Alors, si je suis à côté de la plaque, je vous demande de vous en prendre à Frédéric et aux organisateurs !
J’ai donc été particulièrement attentif aux nouvelles générations, ceux qui ont vingt ans. Sont-ils notre futur ? Que désirent-ils ?
Pour saint Thomas d’Aquin, nos désirs nous conduisent vers ce qui est bon. Certes, nous pouvons hésiter sur ce que nous voulons, nous pouvons « désirer trop peu », mais il y a toujours, dans nos désirs, quelque chose de vrai. Et donc je me demande comment l’Église peut-elle comprendre les nouveaux désirs exprimés par les jeunes, comment peut-elle les toucher, les approfondir ? Ceci éclairera le nouveau monde qui est en train d’apparaître..
Il me semble que le tout premier désir des jeunes, aujourd’hui, est d’être reconnus et acceptés. De façon générale, la source des mécontentements dans notre monde vient d’une demande de reconnaissance.
Le philosophe Charles Taylor, qui a travaillé sur « l’âge séculier » évoque à ce sujet une « exigence de reconnaissance intersubjective des identités ». Ainsi, des jeunes musulmans en colère se radicalisent dès lors qu’ils se sentent invisibles. Ils nous disent : « Je suis là ! Et je vais faire en sorte que vous me voyiez, même en vous faisant peur. »
Qui est cette nouvelle génération ? Il n’est pas facile de répondre à cette question, notamment parce que les identités sont désormais diluées. Les générations précédentes relevaient de profils clairs. Pour ce qui me concerne, je suis un enfant du « baby-boom ». Lors de mon séjour à Paris, dans les années 70, notre slogan était : « L’imagination au pouvoir ! » Nous lisions Sartre et Michel Foucault et nous voulions changer le monde. Puis il y a eu la « génération X », puis la « génération Y », chacune avec ses propres désirs, ses propres héros. Nous en sommes aujourd’hui à la « génération du millénaires », ceux qui ont eu 18 ans à partir de l’an 2000. Qui sont-ils ? Que veulent-ils ? Nous devons savoir si nous allons leur donner la reconnaissance qu’ils désirent.
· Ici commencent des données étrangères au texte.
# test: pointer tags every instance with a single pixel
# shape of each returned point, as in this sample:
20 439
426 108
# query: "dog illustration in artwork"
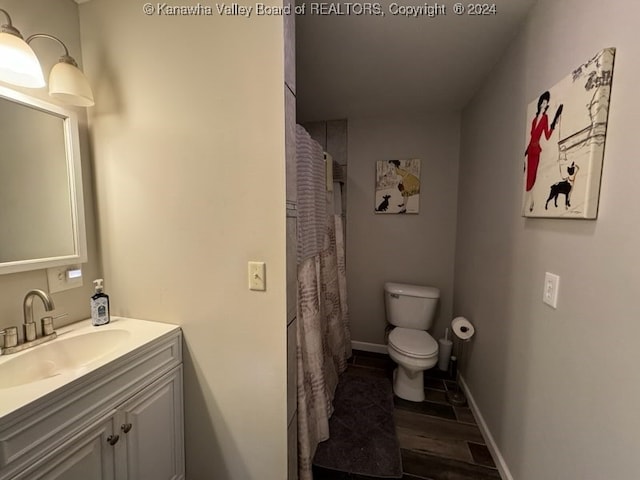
564 187
384 204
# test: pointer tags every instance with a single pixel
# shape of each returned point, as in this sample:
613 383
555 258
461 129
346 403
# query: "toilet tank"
410 306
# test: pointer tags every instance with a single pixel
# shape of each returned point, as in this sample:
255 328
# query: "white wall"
59 18
188 139
400 248
558 389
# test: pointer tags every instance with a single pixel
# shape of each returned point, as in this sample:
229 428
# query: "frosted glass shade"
18 64
69 84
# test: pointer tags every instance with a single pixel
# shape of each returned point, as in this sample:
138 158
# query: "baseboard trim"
486 433
369 347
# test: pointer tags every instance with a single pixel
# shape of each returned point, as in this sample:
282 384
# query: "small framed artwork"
397 186
565 137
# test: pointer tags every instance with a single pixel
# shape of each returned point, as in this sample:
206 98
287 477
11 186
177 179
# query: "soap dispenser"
99 305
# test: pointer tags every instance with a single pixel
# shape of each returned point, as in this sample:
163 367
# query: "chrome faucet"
30 332
9 336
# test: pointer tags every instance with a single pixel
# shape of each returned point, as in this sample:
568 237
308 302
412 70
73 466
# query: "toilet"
411 309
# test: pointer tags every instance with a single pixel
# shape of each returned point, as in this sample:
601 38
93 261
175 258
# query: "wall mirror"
41 204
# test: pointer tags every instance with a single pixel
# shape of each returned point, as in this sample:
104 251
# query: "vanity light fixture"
66 80
20 66
18 62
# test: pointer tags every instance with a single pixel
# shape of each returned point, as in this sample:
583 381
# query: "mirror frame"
74 177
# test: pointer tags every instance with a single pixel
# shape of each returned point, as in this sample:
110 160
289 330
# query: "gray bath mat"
362 432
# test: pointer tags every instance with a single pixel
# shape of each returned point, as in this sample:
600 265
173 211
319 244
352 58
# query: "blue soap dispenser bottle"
99 305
On les appelle la « génération fragmentée ». Parce qu’ils choisissent des identités multiples. En effet, sur le web, chacun peut se créer sa propre identité, à sa guise. Selon des chercheurs américains qui ont étudié cette génération (1) (Scott Seider, Boston University and Howard Gardner, Harvard University « The Fragmented Generation » Journal of College & Character p. 2) : « Nous voyons des jeunes adultes qui présentent une identité à l’école ou au travail, et qui en projettent une autre, absolument différente, sur FaceBook ou MySpace. D’autres jeunes adultes créent des avatars sur des réseaux en ligne, comme Second Life, qui n’ont que peu de ressemblance, voire sont en totale opposition, avec leurs personnages dans la « première vie ». D’autres jeunes adultes disent également être présents sur de nombreux sites de rencontres, construisant des profils très différents pour chacun d’eux. »
Pensons à Facebook. Je n’ai été présent sur ce réseau que peu de temps. J’ai arrêté parce que cela me prenait trop de temps, et aussi parce que je n’aimais pas me regarder en face ! Sur Facebook, vous choisissez quel visage vous présentez à vos amis. Le plus courant est le selfie, dans lequel vous vous présentez avec un ami ou quelque part, dans un lieu excitant : voilà comment je veux être vu aujourd’hui ! Vous construisez votre propre marque. C’est ainsi que Zuckerberg, le fondateur de Facebook, se montre toujours vêtu du même sweatshirt gris.
Dans ce contexte, le premier défi pour l’Église est de voir les visages que ces jeunes nous présentent, de les accepter, et de leur sourire. Les gens proposent des identités multiples : ils sont hétéros ou homos, écolos ou gothiques, amoureux ou en recherche… Ils doivent savoir qu’ils sont vus et reconnus comme ils se présentent. Ensuite, nous pouvons les inviter à découvrir une identité plus profonde.
Mais je voudrais dire que nous ne faisons pas que construire nos visages. Ceux-ci se forment également en réponse au regard que les autres portent sur nous. En tout premier lieu, nos visages ont répondu aux visages souriants de nos parents, qui se sont penchés sur nos berceaux et ont fait d’étranges mimiques qui font rire les bébés ! Leurs visages nous ont appris comment faire face au monde.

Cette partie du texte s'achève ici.